A paranaense Heloisa Passos tem uma vasta e consolidada carreira com direção de fotografia: desde Todos os corações do mundo (1994), de Murilo Sales, até Viajo porque preciso volto porque te amo (2006). Sua carreira enquanto diretora também é memorável, desde o curta-metragem Viva volta (2005), que conta com Maria Bethânia, até a série televisiva Caminhos (2012). Como documentarista, Passos nos apresenta mais uma obra, que teve exibição na mostra competitiva do 50º Festival de Brasília deste ano e estreou em Curitiba no Festival Internacional de Cinema da Bienal de Curitiba (FICBIC).
Construindo Pontes (2017) é um documentário que iniciou como uma proposta, mas acabou indo à outra direção, algo bastante comum no universo do gênero. Ao narrar a trajetória de seu pai enquanto um proeminente engenheiro civil paranaense na época do “milagre brasileiro”, época assim conhecida de período de desenvolvimentismo durante o regime militar no Brasil, Heloisa acaba tomando novos rumos. Em vários momentos, enquanto os dois personagens (o pai, Álvaro Passos, e ela mesma) se colocam diante de uma mesa com mapas para discutir sobre as rodovias que ele projetava naquela época, surgiam questões de maior relevância no relacionamento entre pai e filha que seriam mais imponentes do que a questão entrevistado e realizadora.
É assim que o documentário percorre a sua própria construção, e, assim, acaba revelando as opiniões dos dois sobre diversos temas. Enquanto o pai acreditava fidedignamente que o período militar foi essencial para a construção de um sentimento de nação ao Brasil, a filha já contrapunha seus argumentos dizendo que era inadmissível aceitar que alguma coisa de bom poderia ter vindo daquele momento de tortura e repressão ideológica. Em época de crise política no Brasil, que culminou na saída da ex-presidenta Dilma Rousseff do poder executivo em 2016, quando o longa foi produzido, a situação ia ainda mais longe: o pai chamava de “impeachment” e a filha, “golpe”.
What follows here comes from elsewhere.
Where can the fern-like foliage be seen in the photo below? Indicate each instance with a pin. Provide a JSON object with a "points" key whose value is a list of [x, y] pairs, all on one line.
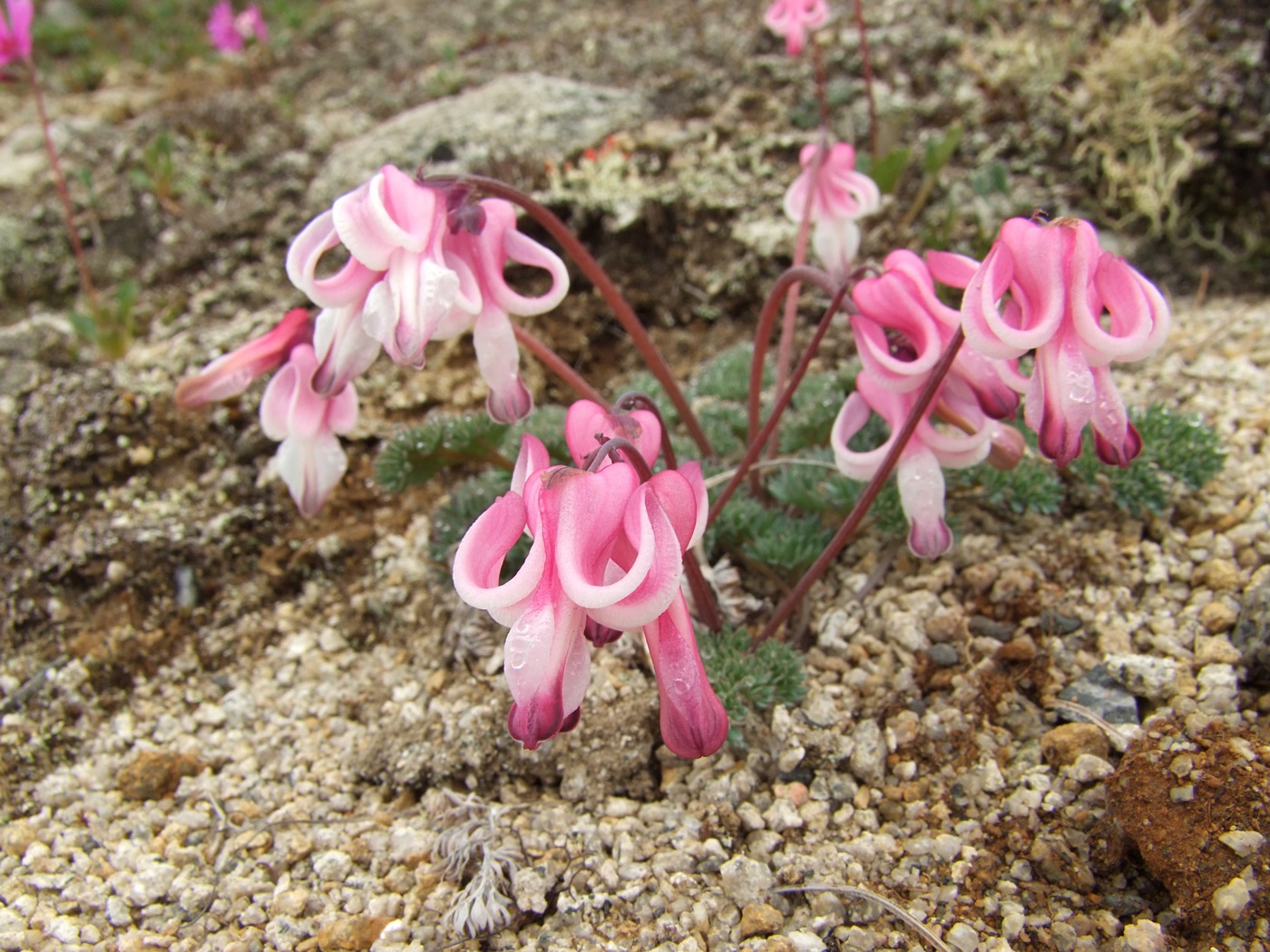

Construindo Pontes expõe com sensibilidade as lacunas do relacionamento entre o pai e a filha.
Em meio a discussões acaloradas sobre os temas, logo se via uma divergência entre o pai e a filha que caracterizava a relação entre os dois. Se, por um lado, todas as discussões tinham um viés ideológico, por outro lado Heloisa vai nos mostrando que o buraco era muito mais embaixo. Enquanto reflete sobre isso na voz em off do documentário, a realizadora revela que muito daquele cenário entre os dois tinha origem longe, quando ela ainda era jovem, e que criou feridas não cicatrizadas, tanto pelo pai quanto pela filha, que acabavam se materializando no misto de silêncio e desavenças.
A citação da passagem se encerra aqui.